Concern about “body image” may bring to mind fashion magazines, runway models, and celebrity diets.
Now historians at UConn are hosting a conference to examine how early Americans thought about their bodies and others’.
“Corpus Americanus: Deciphering Bodies in Early America” is the topic of the third James L. and Shirley A. Draper National Graduate Student Conference on Early American Studies, Sept. 18-20.
The conference will examine events, objects, and abstractions of the body in early America and the relationship that early Americans had with bodies, both physical and metaphorical.
They complained about loosened corsets and uncomfortable wigs, for starters, and they passed laws to control what people wore.
But the body had more abstract meanings for them, too. Skeletons were carved on gravestones, and the body represented an earthly home for the soul.
The aim of the conference, says Jessica Linker, a history Ph.D. candidate, is to “foster a better understanding of how various images, abstractions, and interpretations of the body shaped and entered into early American society, from the beginnings of Native American, European, and African encounters down to the middle decade of the 19th century.”
The keynote speaker will be Walter Johnson, professor of history and African and African American Studies at Harvard University, a historian of slave markets and the American South. He will speak at Konover Auditorium on Sept. 18 at 4 p.m.
All talks are free and open to the public.
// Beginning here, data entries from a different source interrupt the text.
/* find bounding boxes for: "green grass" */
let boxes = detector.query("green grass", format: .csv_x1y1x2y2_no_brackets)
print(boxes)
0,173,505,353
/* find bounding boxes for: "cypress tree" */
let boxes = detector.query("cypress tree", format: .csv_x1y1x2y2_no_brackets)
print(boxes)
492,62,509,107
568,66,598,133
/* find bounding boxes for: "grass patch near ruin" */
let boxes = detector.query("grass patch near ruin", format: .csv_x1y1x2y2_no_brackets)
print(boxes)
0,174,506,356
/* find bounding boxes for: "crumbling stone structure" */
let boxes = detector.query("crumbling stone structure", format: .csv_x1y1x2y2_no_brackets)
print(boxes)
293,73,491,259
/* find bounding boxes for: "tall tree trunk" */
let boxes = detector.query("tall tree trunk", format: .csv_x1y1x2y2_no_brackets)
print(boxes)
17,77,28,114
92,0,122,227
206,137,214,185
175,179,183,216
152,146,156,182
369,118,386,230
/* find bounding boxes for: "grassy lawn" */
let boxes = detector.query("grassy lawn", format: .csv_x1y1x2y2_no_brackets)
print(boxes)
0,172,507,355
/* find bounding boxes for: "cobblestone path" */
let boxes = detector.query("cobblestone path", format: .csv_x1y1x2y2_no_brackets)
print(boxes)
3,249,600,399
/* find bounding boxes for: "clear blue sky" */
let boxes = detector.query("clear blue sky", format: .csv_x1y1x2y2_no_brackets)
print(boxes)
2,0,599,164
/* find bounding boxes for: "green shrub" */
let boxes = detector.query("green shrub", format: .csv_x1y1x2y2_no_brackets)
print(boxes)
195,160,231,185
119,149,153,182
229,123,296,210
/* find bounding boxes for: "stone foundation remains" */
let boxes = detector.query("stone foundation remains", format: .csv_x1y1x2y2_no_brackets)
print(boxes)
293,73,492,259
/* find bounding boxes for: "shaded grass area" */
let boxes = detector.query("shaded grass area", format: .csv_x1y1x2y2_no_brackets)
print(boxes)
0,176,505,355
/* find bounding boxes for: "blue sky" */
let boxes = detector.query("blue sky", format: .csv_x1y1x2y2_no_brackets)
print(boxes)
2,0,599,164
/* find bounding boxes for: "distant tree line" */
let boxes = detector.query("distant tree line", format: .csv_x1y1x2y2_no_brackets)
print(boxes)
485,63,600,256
Speakers include history graduate students from around the country.
Their topics range from the minuet to medical dissection, and include talks on witchcraft, social significance in colonial American clothing, and the Pequot enslavement.
The conference is co-sponsored by the American Antiquarian Society in Worcester.
The Draper conferences are supported by the endowment of the Draper Chair, which was established by alumni James L. and Shirley A. Draper to support UConn’s research and teaching strength in early American history.
Robert A. Gross, the James L. and Shirley A. Draper Distinguished Professor of History, works with the graduate students who plan the program, invite the speakers, and review the papers.
They included, in addition to Linker, Erin Bartram, Alea Henle, Linda Meditz, Gloria Boyd, Adam Jacobs, and William Mathews.